Bourbon must legally be made from a mash bill of at least 51% corn, with the rest usually being a mixture of barley and rye. But there’s an unofficial subcategory of bourbon called “wheated.” This means that the rye is swapped out with wheat, giving the whiskey what is often described as a softer, sweeter profile.
Is Maker’s Mark A Wheated Bourbon?
Maker’s Mark is a wheated bourbon, meaning that while corn makes up most of the grain mash (minimum 51%), wheat is used instead of rye as a secondary grain. Other well known wheated bourbons include the “Pappy” line of bourbons, the “Weller” line of bourbons, and Larceny.
How Do Wheated Bourbons Differ From Bourbons That Use Rye?

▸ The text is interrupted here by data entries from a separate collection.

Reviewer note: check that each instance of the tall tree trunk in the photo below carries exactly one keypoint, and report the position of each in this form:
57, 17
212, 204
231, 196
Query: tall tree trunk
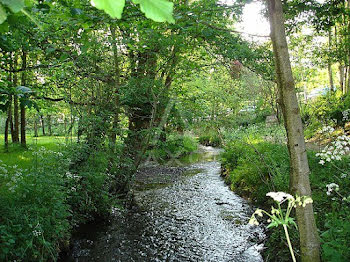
49, 127
42, 124
15, 135
113, 135
36, 127
330, 72
10, 116
341, 77
7, 124
346, 79
299, 173
22, 105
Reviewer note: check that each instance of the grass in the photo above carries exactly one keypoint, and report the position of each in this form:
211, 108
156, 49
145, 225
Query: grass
24, 158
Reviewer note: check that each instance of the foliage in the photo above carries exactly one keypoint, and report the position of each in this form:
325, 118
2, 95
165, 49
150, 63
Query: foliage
40, 206
281, 217
325, 110
253, 177
174, 147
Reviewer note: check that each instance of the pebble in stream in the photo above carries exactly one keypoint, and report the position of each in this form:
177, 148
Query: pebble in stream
194, 219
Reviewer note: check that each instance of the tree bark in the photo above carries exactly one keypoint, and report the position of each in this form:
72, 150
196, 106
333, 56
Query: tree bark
22, 105
299, 173
113, 135
341, 77
330, 72
36, 127
7, 124
49, 127
15, 135
42, 124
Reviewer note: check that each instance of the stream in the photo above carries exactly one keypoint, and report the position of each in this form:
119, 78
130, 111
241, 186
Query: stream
183, 212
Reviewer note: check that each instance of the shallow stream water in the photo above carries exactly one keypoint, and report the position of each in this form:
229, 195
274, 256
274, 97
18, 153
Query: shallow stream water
195, 217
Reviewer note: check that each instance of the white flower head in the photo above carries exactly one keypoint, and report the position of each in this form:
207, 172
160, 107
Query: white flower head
280, 196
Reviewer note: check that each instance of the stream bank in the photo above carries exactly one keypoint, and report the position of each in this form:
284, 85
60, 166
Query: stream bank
183, 212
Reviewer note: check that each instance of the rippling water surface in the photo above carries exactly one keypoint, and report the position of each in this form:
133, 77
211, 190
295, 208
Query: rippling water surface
194, 218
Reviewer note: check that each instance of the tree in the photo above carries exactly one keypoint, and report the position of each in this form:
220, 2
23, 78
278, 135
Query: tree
299, 173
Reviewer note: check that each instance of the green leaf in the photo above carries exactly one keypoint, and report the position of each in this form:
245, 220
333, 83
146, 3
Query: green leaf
14, 5
3, 14
112, 7
157, 10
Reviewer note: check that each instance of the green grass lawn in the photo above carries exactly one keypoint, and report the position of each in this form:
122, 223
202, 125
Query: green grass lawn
24, 158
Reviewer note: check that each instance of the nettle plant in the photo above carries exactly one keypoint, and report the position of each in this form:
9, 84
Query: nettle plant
335, 151
279, 215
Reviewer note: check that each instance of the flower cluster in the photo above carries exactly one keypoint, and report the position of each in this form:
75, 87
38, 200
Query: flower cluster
280, 196
327, 130
277, 216
37, 233
336, 150
346, 115
332, 187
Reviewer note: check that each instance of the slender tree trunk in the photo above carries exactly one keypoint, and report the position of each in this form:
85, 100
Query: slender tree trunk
16, 120
299, 173
36, 127
42, 124
330, 72
346, 79
49, 127
341, 77
7, 125
22, 106
15, 135
113, 135
10, 116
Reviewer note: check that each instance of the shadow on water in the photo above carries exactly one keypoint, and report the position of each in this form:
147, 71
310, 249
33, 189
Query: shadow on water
192, 217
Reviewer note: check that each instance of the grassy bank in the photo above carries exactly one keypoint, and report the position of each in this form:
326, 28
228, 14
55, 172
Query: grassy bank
46, 191
253, 166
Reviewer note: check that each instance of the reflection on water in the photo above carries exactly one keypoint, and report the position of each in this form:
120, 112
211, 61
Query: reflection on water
196, 218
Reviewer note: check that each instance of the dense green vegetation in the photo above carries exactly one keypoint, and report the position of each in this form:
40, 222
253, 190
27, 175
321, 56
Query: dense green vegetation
256, 162
89, 90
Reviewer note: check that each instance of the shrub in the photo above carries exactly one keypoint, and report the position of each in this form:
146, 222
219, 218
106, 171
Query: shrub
40, 206
175, 146
254, 169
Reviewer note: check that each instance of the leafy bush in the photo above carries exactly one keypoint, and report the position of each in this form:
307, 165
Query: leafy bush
253, 169
324, 110
40, 206
175, 146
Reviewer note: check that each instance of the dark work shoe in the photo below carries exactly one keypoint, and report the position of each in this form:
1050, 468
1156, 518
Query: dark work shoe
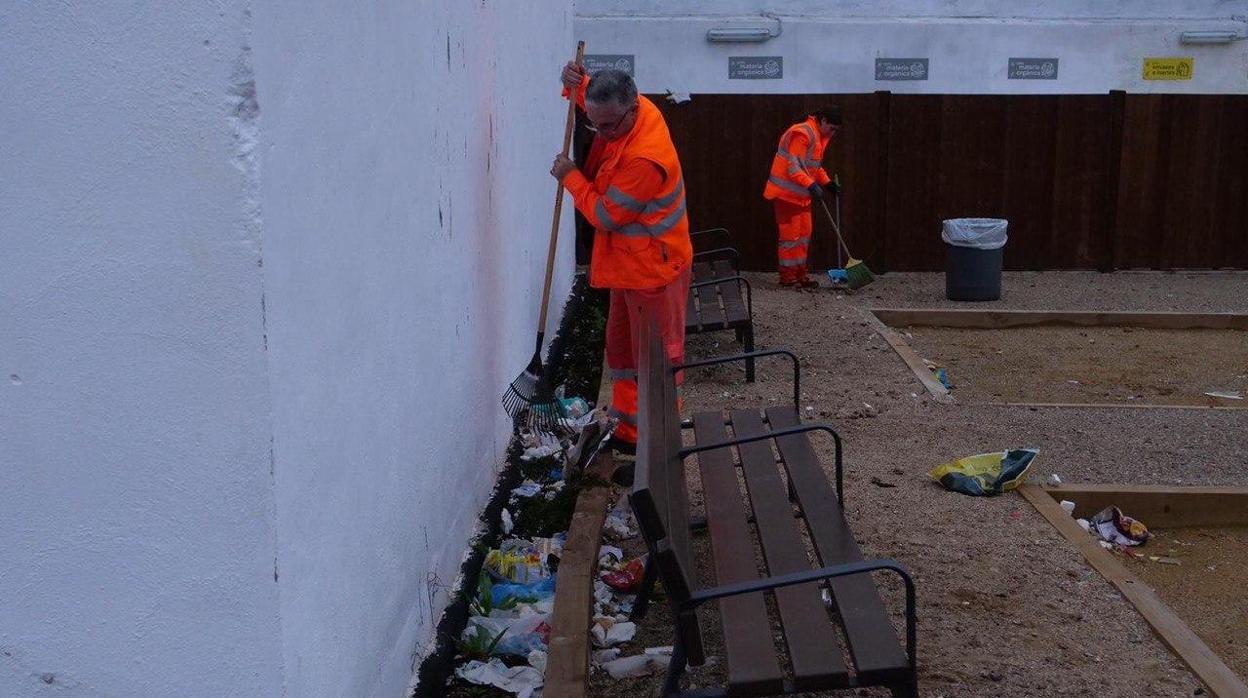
622, 447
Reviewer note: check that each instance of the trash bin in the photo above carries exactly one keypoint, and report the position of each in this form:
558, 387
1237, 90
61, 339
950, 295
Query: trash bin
972, 257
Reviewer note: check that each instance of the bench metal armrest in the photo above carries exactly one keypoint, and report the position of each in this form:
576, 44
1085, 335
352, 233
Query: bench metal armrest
718, 360
776, 433
725, 252
749, 291
830, 572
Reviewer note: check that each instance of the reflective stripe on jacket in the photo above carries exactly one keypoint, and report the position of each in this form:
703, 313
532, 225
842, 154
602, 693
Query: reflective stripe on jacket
798, 164
637, 205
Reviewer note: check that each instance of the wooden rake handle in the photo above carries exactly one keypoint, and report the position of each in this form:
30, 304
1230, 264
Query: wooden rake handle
558, 195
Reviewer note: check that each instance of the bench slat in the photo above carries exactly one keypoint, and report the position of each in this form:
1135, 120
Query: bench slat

The fruitiness of the flavor wheel tends to pull forward a little more with wheat bourbons than with high-rye bourbons. It’s also less aggressive than rye and tends to be more of a front-of-the-tongue experience. The mouthfeel of wheat is also creamier and less prickly than rye.
Is Buffalo Trace A Wheated Bourbon?
Buffalo Trace uses soft red winter wheat in its wheated mash bill, including in the coveted Van Winkle and Weller lines. Other well-known examples of wheated bourbons include Maker’s Mark and Heaven Hill’s Old Fitzgerald.